Disusul gelak tawa dari Mila, yang sama-sama sudah siap pulang. "Jangan menyerah, Fe. Siapa tahu, besok-besok Ganis mau merelakan bobok cantiknya, untuk menemanimu makan malam."
Wajah Felix jadi agak memerah, dicandai seperti itu. "Diam lo, Al! Urus aja istri ma anak lo. Jangan suka ikut campur urusan gue, yang masih bujangan."
"Dih! Bujangan jidat, lo." seloroh Aldy makin jadi.
"Plis! dukung aku, dong." liriknya pada Mila. "ikut bujukin Ganis, Mil. Kan, kamu sahabatnya."
Mila mengedikkan bahunya. "Yee ... siapa juga yang punya urusan." katanya pura-pura cuek.
Kembali pandangan Felix ke Ganis. Wanita itu sudah berdiri, menyampirkan tali tas ke bahunya.
"Aku anter pulang aja ya, Nis?" tanyanya belum menyerah. Ganis hanya tersenyum.
"Iyakan saja, Nis. Toh hanya dianter pulang." kata Mila, sambil menggandeng Ganis menuju pintu keluar ruangan.
"Alot banget tekad lo, Fe. Udah lama gue gak lihat lo pepet cewek, sampai sebegitunya." Aldy kembali bersuara.
Laki-laki itu membulatkan matanya, pada Aldy. "Diem aja, lo!" Lalu mengejar langkah kedua wanita yang sudah agak jauh berjalan di depannya.
Saat sudah di lantai satu, Felix meraih tangannya. "Ikut denganku, Nis. Tidak ada alasan lagi." katanya, setengah memaksa.

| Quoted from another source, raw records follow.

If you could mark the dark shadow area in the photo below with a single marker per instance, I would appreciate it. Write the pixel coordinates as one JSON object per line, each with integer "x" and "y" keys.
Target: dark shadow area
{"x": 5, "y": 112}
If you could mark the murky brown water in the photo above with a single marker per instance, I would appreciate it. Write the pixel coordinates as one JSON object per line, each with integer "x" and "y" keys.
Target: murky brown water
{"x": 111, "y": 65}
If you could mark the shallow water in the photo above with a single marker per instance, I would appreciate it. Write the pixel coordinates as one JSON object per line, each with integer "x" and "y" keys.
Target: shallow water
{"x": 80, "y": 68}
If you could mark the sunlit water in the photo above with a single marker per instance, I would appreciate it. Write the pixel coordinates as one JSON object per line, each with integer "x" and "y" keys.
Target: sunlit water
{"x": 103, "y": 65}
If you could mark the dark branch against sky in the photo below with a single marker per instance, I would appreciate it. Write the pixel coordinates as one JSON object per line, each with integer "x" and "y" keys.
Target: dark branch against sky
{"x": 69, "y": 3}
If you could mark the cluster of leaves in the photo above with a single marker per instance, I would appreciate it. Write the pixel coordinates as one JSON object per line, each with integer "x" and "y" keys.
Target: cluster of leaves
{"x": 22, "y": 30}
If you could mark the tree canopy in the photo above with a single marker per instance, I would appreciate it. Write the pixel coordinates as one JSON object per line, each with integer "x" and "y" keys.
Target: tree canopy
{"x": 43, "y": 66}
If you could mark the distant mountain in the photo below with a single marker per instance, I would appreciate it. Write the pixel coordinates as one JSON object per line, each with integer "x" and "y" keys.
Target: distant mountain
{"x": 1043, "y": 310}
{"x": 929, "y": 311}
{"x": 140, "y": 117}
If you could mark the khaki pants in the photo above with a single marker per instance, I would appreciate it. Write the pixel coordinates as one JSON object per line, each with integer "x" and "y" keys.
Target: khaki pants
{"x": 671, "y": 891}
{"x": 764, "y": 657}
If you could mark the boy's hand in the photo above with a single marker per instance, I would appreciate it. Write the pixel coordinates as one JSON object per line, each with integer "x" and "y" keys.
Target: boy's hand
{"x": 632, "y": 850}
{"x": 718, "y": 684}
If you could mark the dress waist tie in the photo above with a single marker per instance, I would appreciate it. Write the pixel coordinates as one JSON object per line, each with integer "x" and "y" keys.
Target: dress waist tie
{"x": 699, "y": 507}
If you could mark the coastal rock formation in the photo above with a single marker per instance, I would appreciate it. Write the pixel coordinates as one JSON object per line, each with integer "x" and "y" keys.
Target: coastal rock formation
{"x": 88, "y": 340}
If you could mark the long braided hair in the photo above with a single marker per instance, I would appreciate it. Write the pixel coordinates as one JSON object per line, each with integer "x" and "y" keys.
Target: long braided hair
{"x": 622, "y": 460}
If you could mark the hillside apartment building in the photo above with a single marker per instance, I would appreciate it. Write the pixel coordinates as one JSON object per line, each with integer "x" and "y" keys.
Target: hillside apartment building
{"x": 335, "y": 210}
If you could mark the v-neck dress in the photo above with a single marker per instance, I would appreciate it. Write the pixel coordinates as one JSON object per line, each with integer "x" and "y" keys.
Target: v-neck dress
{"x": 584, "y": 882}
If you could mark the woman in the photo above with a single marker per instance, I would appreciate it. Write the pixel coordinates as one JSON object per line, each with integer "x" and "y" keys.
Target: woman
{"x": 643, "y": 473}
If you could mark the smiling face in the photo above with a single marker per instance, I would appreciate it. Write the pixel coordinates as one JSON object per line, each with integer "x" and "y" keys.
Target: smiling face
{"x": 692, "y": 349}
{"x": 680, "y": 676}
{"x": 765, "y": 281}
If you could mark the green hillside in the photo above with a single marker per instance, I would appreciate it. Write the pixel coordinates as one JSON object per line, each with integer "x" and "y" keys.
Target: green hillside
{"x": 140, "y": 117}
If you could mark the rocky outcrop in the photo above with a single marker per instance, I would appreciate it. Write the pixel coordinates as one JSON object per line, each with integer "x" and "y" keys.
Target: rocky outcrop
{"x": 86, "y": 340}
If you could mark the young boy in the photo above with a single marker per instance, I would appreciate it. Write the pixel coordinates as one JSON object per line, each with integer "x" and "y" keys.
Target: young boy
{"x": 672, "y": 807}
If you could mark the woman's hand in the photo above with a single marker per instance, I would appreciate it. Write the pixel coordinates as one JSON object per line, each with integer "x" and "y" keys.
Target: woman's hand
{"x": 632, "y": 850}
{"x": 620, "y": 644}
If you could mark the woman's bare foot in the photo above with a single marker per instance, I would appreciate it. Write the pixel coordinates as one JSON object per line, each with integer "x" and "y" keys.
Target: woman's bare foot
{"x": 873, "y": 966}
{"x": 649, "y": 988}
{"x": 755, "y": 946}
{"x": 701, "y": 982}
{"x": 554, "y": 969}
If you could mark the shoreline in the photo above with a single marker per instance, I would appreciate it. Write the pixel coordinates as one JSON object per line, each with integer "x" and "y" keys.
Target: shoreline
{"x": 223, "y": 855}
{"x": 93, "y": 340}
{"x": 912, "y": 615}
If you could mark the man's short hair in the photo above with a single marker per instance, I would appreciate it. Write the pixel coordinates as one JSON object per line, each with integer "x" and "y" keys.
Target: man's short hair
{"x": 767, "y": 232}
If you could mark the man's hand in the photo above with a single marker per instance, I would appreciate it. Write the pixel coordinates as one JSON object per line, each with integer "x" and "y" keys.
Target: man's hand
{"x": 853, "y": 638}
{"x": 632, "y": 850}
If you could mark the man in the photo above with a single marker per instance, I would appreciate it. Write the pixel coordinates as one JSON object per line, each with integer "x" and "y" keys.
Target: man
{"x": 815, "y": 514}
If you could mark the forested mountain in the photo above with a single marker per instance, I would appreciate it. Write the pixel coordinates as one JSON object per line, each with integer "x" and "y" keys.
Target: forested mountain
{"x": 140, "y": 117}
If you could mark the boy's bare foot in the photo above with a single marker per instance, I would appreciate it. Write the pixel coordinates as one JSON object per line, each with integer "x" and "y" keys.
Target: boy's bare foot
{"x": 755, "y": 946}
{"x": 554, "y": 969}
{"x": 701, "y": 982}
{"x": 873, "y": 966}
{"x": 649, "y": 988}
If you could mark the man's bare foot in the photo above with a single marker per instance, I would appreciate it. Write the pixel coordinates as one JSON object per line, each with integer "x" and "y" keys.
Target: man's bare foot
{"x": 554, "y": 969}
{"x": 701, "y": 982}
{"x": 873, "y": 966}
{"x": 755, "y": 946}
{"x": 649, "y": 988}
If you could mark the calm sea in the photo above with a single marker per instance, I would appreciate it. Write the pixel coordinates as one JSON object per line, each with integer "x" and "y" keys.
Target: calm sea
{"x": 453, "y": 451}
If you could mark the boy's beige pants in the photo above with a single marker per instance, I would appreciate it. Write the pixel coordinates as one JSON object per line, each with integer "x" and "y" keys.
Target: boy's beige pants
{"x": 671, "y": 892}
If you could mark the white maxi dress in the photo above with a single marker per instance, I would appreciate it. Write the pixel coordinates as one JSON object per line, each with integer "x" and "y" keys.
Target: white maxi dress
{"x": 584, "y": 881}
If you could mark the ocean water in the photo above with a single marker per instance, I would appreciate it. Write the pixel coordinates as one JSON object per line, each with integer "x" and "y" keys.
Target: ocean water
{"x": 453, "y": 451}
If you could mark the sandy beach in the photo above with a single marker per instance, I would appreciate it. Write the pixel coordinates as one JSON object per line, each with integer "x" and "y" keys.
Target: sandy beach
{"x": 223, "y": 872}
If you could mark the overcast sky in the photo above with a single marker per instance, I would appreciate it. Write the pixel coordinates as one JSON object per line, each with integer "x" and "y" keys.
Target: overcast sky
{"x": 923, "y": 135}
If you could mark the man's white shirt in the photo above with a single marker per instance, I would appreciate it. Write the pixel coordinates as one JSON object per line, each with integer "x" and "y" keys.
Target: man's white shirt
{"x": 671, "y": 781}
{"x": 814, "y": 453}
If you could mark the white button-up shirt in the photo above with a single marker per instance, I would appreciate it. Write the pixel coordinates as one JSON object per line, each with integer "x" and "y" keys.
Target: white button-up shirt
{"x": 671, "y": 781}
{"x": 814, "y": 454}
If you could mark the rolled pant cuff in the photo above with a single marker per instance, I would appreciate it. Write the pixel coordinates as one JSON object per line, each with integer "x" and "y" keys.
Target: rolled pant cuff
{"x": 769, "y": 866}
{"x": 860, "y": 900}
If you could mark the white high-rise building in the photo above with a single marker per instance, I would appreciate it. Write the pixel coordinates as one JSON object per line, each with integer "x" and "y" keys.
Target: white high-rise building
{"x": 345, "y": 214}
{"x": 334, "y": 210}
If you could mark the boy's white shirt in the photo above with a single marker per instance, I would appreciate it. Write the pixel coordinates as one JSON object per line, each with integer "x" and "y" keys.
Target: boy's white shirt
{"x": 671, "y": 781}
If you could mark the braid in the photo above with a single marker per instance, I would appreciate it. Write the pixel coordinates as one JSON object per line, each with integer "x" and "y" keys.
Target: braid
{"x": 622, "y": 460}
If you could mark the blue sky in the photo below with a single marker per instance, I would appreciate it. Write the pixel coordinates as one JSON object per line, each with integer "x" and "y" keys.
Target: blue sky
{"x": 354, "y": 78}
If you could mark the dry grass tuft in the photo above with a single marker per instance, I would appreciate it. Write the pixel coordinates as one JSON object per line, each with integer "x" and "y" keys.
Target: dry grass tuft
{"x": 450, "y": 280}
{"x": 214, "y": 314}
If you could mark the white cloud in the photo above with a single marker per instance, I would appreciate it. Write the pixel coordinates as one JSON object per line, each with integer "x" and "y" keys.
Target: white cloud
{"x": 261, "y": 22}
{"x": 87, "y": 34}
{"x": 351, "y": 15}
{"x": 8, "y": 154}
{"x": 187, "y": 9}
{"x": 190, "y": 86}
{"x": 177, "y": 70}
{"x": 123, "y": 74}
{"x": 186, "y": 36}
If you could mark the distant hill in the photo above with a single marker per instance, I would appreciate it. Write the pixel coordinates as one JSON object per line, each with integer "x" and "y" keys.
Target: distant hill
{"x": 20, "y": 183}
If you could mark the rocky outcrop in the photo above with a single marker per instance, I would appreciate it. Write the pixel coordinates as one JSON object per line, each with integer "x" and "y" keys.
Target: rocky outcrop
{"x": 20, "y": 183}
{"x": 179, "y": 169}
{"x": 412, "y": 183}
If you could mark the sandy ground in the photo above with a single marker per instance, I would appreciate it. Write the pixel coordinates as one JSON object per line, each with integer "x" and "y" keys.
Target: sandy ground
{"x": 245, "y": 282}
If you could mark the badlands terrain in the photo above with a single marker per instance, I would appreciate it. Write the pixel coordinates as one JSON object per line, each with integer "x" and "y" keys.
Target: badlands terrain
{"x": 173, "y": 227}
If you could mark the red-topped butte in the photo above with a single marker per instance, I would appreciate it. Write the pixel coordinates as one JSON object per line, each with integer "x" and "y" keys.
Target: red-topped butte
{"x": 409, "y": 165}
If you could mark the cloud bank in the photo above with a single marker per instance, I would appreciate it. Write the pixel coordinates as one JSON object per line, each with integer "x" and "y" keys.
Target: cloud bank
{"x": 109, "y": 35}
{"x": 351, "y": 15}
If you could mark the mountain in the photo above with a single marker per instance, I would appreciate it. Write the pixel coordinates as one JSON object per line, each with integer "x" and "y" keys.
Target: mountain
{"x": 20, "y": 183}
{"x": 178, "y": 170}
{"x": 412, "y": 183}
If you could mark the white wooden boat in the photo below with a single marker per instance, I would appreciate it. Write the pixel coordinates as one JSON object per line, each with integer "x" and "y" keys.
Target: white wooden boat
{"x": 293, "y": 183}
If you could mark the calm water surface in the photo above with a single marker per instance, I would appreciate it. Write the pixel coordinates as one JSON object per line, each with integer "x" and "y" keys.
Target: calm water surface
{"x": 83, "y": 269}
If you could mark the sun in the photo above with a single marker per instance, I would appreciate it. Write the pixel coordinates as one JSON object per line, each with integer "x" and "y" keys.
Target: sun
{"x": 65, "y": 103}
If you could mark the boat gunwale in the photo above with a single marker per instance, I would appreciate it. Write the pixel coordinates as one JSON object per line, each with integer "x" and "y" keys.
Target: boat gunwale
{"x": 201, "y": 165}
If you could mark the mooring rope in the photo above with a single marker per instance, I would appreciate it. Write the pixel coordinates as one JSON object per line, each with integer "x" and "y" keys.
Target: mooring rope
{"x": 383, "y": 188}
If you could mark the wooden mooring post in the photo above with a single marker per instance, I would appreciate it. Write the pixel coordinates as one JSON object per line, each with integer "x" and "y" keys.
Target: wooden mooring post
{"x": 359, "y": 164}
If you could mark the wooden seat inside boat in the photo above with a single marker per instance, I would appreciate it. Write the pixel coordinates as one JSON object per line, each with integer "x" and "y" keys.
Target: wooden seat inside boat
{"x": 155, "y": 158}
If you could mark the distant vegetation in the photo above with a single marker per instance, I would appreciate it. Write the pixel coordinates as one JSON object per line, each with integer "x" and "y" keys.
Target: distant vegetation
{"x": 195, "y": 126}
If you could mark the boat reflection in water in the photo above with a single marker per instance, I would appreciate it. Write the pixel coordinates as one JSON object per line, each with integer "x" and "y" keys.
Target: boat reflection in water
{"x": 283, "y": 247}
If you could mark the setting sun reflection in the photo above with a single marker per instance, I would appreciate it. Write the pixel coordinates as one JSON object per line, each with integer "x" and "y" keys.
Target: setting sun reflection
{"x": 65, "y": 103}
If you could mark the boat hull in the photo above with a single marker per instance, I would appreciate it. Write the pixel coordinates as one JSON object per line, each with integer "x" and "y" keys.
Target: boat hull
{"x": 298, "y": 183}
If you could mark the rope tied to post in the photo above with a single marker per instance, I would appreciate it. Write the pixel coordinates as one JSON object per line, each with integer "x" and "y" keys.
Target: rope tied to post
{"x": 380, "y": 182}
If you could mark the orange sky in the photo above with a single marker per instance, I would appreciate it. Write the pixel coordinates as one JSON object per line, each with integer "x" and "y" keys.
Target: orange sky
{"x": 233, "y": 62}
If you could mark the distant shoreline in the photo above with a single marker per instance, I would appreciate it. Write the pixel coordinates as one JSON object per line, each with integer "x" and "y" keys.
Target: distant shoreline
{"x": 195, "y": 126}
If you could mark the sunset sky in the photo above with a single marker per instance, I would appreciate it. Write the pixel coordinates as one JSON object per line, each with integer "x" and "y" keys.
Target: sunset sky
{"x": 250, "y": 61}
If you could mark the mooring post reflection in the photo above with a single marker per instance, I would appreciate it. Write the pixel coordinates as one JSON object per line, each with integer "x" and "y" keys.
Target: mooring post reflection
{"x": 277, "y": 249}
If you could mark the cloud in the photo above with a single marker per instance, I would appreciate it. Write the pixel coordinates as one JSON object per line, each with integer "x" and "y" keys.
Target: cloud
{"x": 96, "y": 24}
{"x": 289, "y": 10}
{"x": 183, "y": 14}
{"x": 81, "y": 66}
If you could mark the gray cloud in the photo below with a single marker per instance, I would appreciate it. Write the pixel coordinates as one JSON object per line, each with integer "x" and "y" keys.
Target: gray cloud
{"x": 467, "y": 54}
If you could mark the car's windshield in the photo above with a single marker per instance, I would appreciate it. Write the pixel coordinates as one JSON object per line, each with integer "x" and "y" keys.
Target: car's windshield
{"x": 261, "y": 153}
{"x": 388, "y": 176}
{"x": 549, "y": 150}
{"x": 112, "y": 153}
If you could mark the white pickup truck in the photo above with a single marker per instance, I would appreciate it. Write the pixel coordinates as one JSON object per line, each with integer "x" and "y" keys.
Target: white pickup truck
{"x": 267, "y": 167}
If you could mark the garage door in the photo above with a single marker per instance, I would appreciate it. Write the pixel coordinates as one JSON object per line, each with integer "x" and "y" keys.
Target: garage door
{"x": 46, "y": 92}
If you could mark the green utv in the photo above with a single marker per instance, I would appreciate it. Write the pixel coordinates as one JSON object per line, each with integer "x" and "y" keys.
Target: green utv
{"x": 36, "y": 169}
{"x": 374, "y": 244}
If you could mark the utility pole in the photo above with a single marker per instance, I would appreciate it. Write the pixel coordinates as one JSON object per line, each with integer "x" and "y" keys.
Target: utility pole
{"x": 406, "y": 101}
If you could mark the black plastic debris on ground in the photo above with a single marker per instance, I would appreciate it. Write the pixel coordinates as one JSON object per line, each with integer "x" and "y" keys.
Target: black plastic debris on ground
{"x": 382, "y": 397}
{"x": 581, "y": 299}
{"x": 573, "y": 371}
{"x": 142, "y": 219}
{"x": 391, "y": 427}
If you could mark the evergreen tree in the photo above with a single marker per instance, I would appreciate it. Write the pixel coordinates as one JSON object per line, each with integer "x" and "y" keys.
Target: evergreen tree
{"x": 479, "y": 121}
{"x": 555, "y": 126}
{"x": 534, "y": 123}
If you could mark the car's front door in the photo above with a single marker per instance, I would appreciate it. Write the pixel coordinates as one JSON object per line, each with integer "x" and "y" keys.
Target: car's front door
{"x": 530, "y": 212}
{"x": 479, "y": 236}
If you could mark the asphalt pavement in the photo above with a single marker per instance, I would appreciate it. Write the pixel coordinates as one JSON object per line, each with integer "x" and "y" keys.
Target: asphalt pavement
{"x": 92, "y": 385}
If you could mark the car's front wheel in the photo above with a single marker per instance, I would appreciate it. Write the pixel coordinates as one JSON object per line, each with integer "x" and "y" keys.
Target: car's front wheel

Mila hanya mengerutkan dahinya, heran. Melihat tingkah Felix seperti itu.
Sejak mengenal Felix, Mila belum pernah melihatnya seterbuka itu menunjukan ketertarikannya pada seorang perempuan. Biasanya sikapnya tenang dan penuh wibawa. Bisa dibilang, soal pasangan Felix agak pemilih. Namun, ketertarikannya kepada Ganis ini, sudah ditunjukannya sejak awal.
Felix selalu berusaha menemui Ganis dengan berbagai alasan yang dibuatnya.
Saat tiba di tempat parkir, mereka bertemu dengan Prana. Lelaki itu kembali melihat tangan Ganis yang ada dalam genggaman Felix. Secara refleks Ganis melepaskan tangannya, tetapi terlambat karena bibir Prana sudah membentuk senyuman yang penuh kesinisan. Tatapan dingin sekilas padanya, mampu membekukan seluruh tubuhnya.
Felix terdiam. Ia bingung, kenapa wajah Prana sesuram itu? Sedingin apapun sikapnya, tidak pernah ikut campur urusan orang lain. Akan tetapi kali ini, ia melihat kesinisan di sudut bibirnya, saat melihat keakraban dirinya dan Ganis. Tidak berusaha berbicara padanya, tetapi langsung masuk ke mobil dan tancap gas.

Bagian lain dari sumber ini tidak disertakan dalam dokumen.